We know that the biggest risk to the UK’s domestic production comes from climate change and other environmental pressures. But prevention is better than cure: nature can sustain agriculture, hold vast stores of carbon, and reduce the risk of extreme weather events such as flooding and heatwaves. Our farming system can create more opportunities for nature, alongside food production. 

What is nature friendly farming?

Nature is essential to our long-term food security, but our food systems can also be part of securing a future for nature. We know that farming can be part of the solution to the nature and climate crisis, and that thriving wildlife, healthy soils and climate resilience are key to prosperous and productive farming businesses. 
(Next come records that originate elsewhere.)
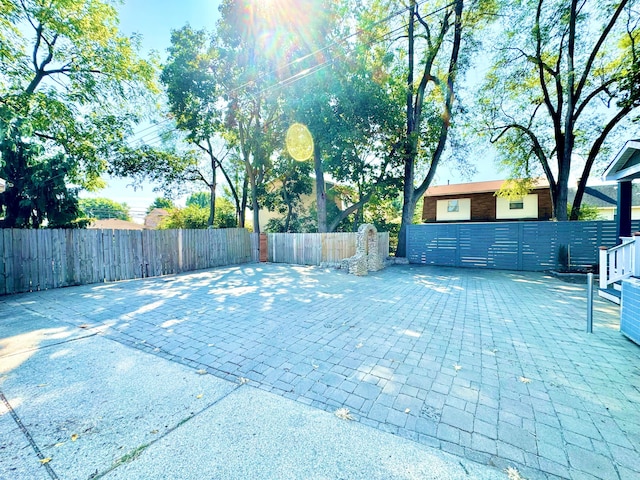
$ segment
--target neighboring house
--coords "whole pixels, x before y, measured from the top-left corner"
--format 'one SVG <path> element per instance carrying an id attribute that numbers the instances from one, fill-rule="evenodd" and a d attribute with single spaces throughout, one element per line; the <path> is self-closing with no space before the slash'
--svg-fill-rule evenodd
<path id="1" fill-rule="evenodd" d="M 155 230 L 160 225 L 163 218 L 168 217 L 170 214 L 164 208 L 154 208 L 146 217 L 144 217 L 144 228 L 149 230 Z"/>
<path id="2" fill-rule="evenodd" d="M 573 203 L 576 189 L 569 189 L 569 205 Z M 601 220 L 615 220 L 618 204 L 618 184 L 588 186 L 584 189 L 583 205 L 598 209 Z M 631 219 L 640 220 L 640 185 L 634 184 L 631 197 Z"/>
<path id="3" fill-rule="evenodd" d="M 109 218 L 105 220 L 94 220 L 87 228 L 99 230 L 144 230 L 144 225 L 117 218 Z"/>
<path id="4" fill-rule="evenodd" d="M 549 220 L 552 216 L 549 184 L 538 180 L 523 197 L 496 196 L 505 180 L 460 183 L 430 187 L 424 195 L 422 221 L 496 222 L 505 220 Z"/>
A nature-friendly farming system is not only sustainable but also helps restore wildlife populations. Agriculture covers 70% of the UK, therefore, there is a huge opportunity within farming to increase biodiversity through nature-friendly farming. Providing good quality wildlife habitats on farms can recover a range of species above and below ground, while boosting soil health, pollination and providing natural pest management.  

Ground-breaking research – funded by the RSPB, the Wildlife Trusts and the National Trust – shows that moving to less intensive systems can improve economic and environmental outcomes for farms. Farmers can achieve this at scale by ensuring that 10% of farmed land provides high-quality habitats (for example via the RSPB’s Fair to Nature certification scheme).  

In 2000, we took over Hope Farm – an arable farm in Cambridgeshire, to demonstrate, research and encourage wildlife-friendly farming. We’re showing how it’s possible to run a successful farming business, that produces food, makes a profit, and is valuable for wildlife as well.  

Breeding farmland birds like the Linnet, Reed Bunting and Skylark have at least tripled in number. Lapwings, grey partridges, corn buntings, and yellow wagtails have all returned as breeding species.

A lone Skylark perched on a mound covered in brown grass,

Birds are not only flourishing in the breeding season – in winter, the number of birds using the farm has also increased. Regular visitors include Fieldfares and Redwings, large flocks of Reed Buntings and Yellowhammers, as well as our resident Barn Owls hunting at dusk over the stubble fields.  

Improving the habitat for birds also benefits other species. In many cases, helping one species means helping another. For example, butterflies thrive along the wildflower margins and on the rest of the farm, showing the impact that nature-friendly farming is having on wider pollinator species.   

Read the Hope Farm Annual Report

What can I do?

We know that the public want to make more environmentally conscious choices, with 67% of the UK public being concerned with the decline in the variety of UK wildlife and 60% saying eco-labels would influence their choices.  

There is great public support for nature-friendly farming, as recognised by the People’s Assembly for Nature, which ranked the call “to prioritise sustainable and nature-friendly farming” as one of the most urgent calls to action for Governments. 

What we buy can and does influence how our countryside and the seas are managed. Growing demand for more sustainable products has led to a rapid increase in brands which claim higher environmental standards. Certification schemes such as Fair to Nature show that food has been produced in a more nature-friendly way. Together we can demand change to ensure that nature-friendly food choices are accessible and affordable for all.

Supporting farmers, crofters and land managers

Through our partnership Farm Wildlife, we offer management advice for farmers, crofters and land managers looking to make their systems and practices as nature-friendly as possible.  

We also support the Nature Friendly Farming Network (NFFN) as a partner organisation. NFFN is led by farmers around the UK who believe in the power of sustainable farming and are pushing for policy changes that support nature-friendly methods. They also provide practical management advice for farming that puts nature and climate first.